First day of training camp and Calgary Flames Head Coach Mike Keenan is revved up and ready to go.
The ice is in, skates are laced and prospects have been through a number of grueling physicals and are prepared to make a good first impression.
"You get one opportunity to make a good first impression," said Keenan. "But I expect the players who have played for a year or two in the American Hockey League, who are really promising young players will step up and show us what they have."
That's not to say only the prospects who have spent some time with the Flames farm team, are the only rookies who have a fighting chance of stepping into the lineup.
According to Keenan, the coaching staff is always looking for players who stand out, no matter what level of hockey they are graduating from.
"You always try to find and hope that there's going to be a surprise somewhere," added Keenan.

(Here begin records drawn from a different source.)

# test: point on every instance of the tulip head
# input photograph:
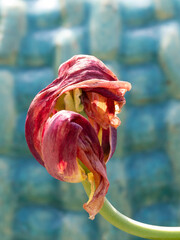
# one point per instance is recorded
(71, 125)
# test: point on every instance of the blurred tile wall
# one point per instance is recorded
(138, 40)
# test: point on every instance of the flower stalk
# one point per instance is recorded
(133, 227)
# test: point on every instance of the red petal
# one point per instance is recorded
(69, 136)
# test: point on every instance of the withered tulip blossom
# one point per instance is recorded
(71, 124)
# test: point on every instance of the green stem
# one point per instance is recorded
(134, 227)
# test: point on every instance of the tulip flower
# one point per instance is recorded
(71, 125)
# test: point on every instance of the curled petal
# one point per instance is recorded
(80, 72)
(70, 142)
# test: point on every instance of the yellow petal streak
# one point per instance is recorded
(70, 101)
(77, 100)
(100, 136)
(92, 183)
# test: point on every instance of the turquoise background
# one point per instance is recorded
(140, 42)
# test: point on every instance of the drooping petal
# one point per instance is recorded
(82, 71)
(69, 138)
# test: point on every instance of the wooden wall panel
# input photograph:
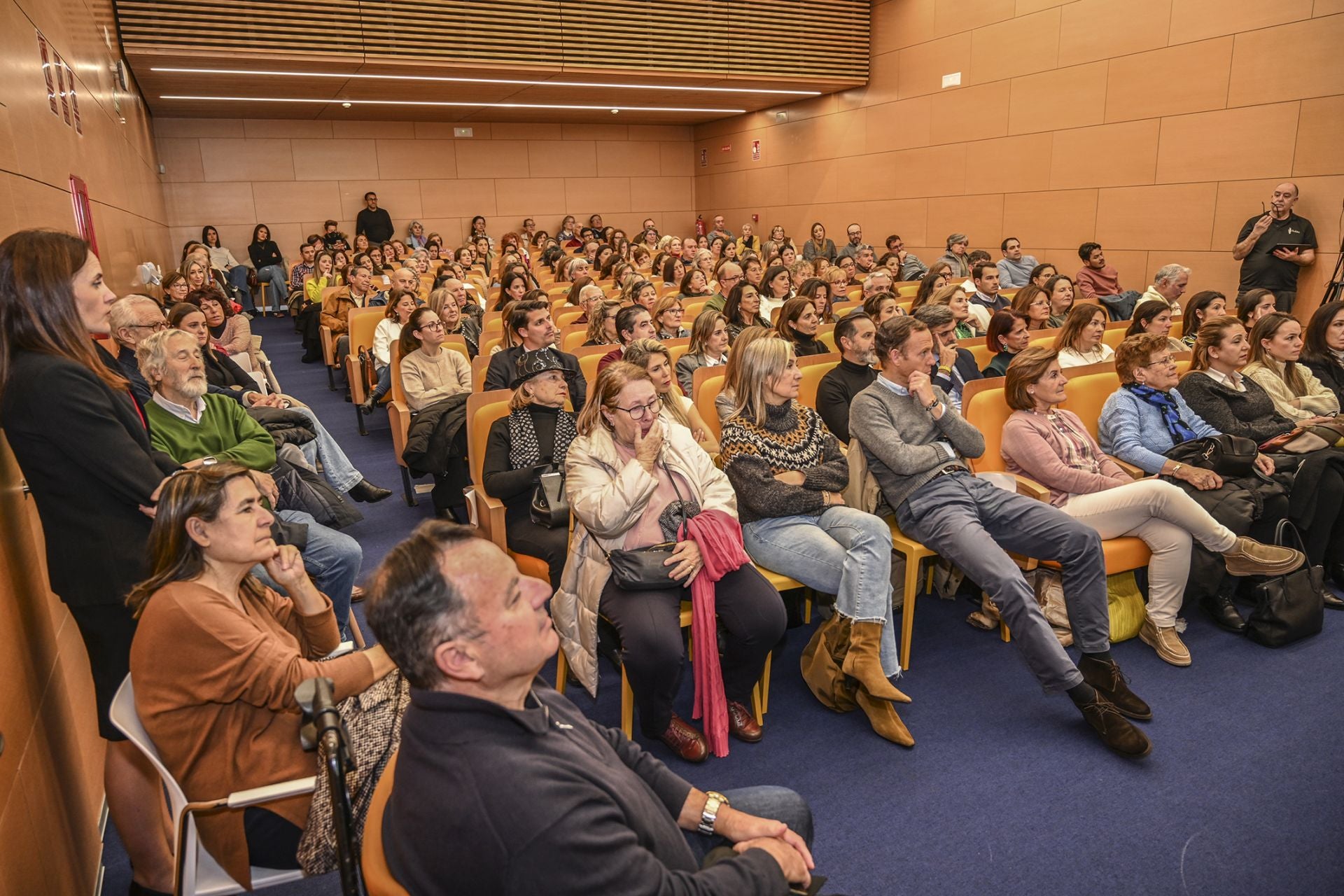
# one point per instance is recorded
(1154, 130)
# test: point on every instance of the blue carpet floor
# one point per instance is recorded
(1007, 792)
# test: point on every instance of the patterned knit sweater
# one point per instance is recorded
(792, 438)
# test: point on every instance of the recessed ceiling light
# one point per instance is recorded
(444, 102)
(484, 81)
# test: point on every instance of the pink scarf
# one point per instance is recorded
(720, 539)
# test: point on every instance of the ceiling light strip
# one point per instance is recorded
(480, 81)
(444, 102)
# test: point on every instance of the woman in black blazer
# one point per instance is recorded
(81, 442)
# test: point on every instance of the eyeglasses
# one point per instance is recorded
(640, 412)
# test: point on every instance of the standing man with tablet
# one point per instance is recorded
(1273, 246)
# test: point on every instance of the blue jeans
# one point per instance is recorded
(974, 523)
(274, 274)
(332, 561)
(238, 277)
(844, 552)
(776, 804)
(336, 466)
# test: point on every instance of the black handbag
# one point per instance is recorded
(1224, 454)
(644, 568)
(550, 507)
(1288, 608)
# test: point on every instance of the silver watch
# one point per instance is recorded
(710, 813)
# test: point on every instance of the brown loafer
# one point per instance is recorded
(685, 741)
(742, 723)
(1114, 729)
(1252, 558)
(1110, 682)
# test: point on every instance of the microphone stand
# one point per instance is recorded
(328, 732)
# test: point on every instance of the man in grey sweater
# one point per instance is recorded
(916, 444)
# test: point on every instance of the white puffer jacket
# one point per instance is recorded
(608, 496)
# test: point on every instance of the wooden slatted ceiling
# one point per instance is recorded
(790, 42)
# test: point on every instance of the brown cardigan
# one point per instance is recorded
(216, 691)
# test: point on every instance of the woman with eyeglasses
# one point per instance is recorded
(790, 472)
(430, 375)
(635, 482)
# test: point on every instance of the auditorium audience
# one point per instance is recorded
(1079, 342)
(1054, 448)
(204, 618)
(530, 441)
(790, 475)
(1155, 317)
(1202, 308)
(1168, 285)
(472, 636)
(854, 337)
(956, 365)
(636, 482)
(679, 410)
(1007, 336)
(914, 445)
(1323, 352)
(797, 324)
(708, 348)
(743, 309)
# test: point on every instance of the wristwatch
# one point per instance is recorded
(711, 812)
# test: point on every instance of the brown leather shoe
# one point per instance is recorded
(742, 723)
(1252, 558)
(1110, 682)
(1116, 731)
(685, 741)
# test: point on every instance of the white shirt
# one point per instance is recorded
(1233, 381)
(192, 414)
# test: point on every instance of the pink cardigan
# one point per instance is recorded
(1034, 448)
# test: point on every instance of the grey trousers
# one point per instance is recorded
(974, 523)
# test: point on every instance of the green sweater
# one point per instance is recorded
(225, 431)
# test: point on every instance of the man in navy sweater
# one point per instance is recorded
(503, 786)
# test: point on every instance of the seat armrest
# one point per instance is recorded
(270, 793)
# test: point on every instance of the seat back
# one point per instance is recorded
(483, 409)
(372, 859)
(984, 407)
(812, 375)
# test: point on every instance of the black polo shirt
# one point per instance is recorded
(1261, 269)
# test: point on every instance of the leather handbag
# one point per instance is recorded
(550, 507)
(1224, 454)
(1288, 608)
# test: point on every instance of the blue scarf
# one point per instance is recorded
(1177, 428)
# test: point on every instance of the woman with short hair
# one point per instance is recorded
(708, 348)
(218, 656)
(790, 473)
(1054, 448)
(1007, 336)
(531, 441)
(797, 324)
(1079, 342)
(634, 482)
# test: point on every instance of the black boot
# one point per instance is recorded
(369, 493)
(1224, 613)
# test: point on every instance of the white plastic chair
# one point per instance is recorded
(197, 872)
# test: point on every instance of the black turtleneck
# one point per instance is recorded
(836, 390)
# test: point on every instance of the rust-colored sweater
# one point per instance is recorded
(216, 691)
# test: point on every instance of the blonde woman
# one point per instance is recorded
(631, 481)
(656, 360)
(790, 473)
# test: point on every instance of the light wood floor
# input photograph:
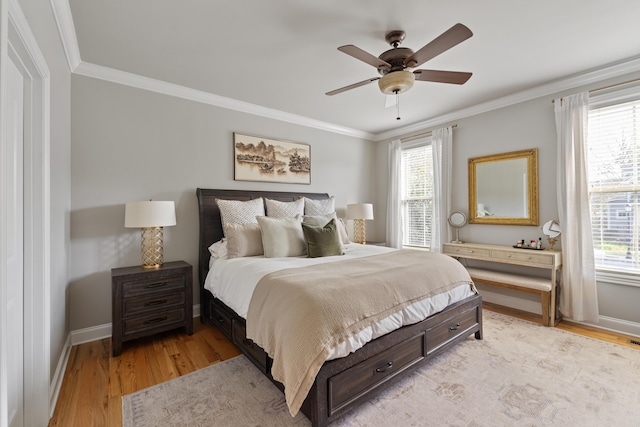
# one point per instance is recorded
(94, 381)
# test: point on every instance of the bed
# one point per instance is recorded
(345, 381)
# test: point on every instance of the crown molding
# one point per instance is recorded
(67, 30)
(165, 88)
(587, 78)
(64, 19)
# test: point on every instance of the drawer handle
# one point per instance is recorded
(155, 285)
(156, 302)
(385, 367)
(156, 320)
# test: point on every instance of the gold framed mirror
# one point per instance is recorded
(503, 188)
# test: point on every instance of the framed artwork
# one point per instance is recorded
(271, 160)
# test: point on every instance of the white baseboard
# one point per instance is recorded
(58, 376)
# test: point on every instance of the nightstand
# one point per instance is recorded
(146, 301)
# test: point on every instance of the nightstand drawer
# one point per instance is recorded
(147, 286)
(154, 320)
(153, 302)
(145, 301)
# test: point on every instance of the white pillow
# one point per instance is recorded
(319, 207)
(322, 220)
(278, 209)
(282, 237)
(218, 249)
(243, 240)
(239, 211)
(342, 229)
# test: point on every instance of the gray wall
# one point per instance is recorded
(130, 144)
(525, 125)
(43, 25)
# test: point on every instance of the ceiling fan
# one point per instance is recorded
(395, 64)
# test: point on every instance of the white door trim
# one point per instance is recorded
(19, 45)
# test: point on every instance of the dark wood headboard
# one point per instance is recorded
(211, 224)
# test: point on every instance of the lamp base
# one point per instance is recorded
(152, 251)
(359, 231)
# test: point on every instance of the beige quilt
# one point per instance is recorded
(297, 315)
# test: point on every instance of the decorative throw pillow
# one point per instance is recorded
(322, 220)
(243, 240)
(278, 209)
(282, 237)
(322, 241)
(319, 207)
(239, 211)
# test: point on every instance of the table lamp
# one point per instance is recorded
(151, 217)
(359, 212)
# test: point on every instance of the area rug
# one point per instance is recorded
(520, 374)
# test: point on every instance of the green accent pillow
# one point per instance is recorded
(322, 241)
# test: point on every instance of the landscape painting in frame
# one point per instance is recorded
(271, 160)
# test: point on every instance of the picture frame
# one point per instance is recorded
(271, 160)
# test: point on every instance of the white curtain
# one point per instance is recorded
(394, 208)
(578, 297)
(441, 141)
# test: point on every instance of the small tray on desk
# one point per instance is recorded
(528, 247)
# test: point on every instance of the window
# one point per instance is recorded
(417, 194)
(614, 182)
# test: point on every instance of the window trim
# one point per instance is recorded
(406, 146)
(606, 99)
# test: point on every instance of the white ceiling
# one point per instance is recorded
(281, 54)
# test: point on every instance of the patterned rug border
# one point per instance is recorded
(532, 392)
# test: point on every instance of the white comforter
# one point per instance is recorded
(233, 280)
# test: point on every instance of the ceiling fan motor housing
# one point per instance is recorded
(396, 82)
(396, 58)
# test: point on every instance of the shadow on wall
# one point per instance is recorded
(90, 301)
(99, 243)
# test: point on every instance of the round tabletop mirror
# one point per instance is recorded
(551, 229)
(457, 220)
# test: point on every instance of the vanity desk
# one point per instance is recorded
(545, 259)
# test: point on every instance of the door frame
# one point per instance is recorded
(19, 45)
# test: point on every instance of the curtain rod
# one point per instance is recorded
(408, 138)
(608, 87)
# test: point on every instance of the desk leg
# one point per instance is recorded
(552, 319)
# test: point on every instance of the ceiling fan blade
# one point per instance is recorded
(453, 77)
(363, 56)
(353, 86)
(445, 41)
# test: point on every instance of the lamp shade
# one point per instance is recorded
(360, 211)
(149, 214)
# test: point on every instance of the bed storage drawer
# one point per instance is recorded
(248, 347)
(446, 331)
(221, 317)
(348, 385)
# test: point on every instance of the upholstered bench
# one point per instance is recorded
(534, 285)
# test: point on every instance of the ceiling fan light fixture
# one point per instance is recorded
(396, 82)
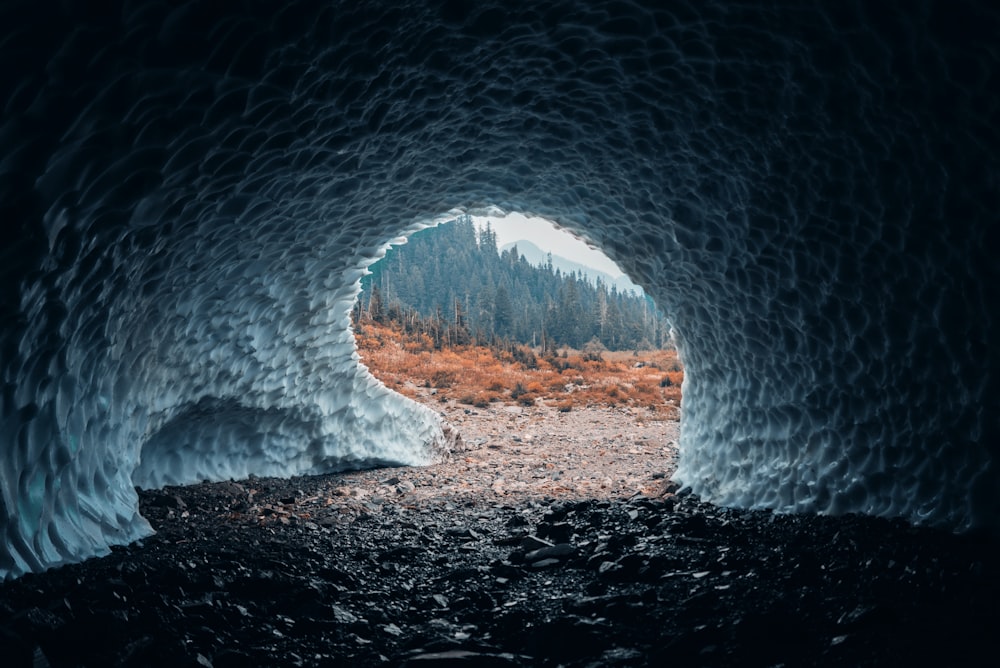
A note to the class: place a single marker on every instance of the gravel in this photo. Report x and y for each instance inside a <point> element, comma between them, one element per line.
<point>548,539</point>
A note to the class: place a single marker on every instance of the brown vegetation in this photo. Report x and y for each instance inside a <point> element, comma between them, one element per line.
<point>481,375</point>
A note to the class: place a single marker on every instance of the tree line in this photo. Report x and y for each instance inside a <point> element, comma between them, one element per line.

"If that's one player jumping out that no one ever expected to play on the team, or it could even be a free agent walk on, those things happen, and that's a real boost to our team and organization when things like that happen."
But it's not as easy as just walking on and getting your feet wet right away. There are two things at stake according to the 57-year-old coach. First, a player has to make such an impression that coaches find it beneficial to give them the opportunity to play a game or to be looked at seriously.
Secondly, they have to displace, what would most likely be, a veteran player.
"If someone's going to lose their job they're going to fight for it," said Keenan. "If a youngster is making a big enough impression to stay there and push somebody out of a job then the dynamics only make the team more competitive and better."
All that is left is getting over those first day jitters, which Keenan understands each prospect needs to do before they can perform to their full potential.
"I think that's important for them to get in a level of comfort and then get into a competitive aspect," commented Keenan.
"We'll make evaluations based on how they're going to move forward with the other group when they arrive next week."
So what advice would the Stanley Cup winner give to up-and-comers?
"Control the things you can control. You can't be responsible for the evaluators; you can only be responsible for what you're doing on the ice," said Keenan.
"I think that if they focus on what they think their strengths are for right now, that's the best advice we can give them."
Keenan, who has spent 18 years behind the bench in the NHL, led the Philadelphia Flyers to the Stanley Cup Finals twice and the Chicago Blackhawks once before capturing the Stanley Cup with the New York Rangers in 1994.
The native of Bowmanville, ON also spent time in St. Louis, Vancouver, Boston and Florida before taking on a coaching role in Calgary this past June.
The three-time President Trophy winner's resume also includes six division titles, three All-Star Games, three 50 plus win seasons and five 100 point seasons. He is also 6th all time in NHL wins with 584.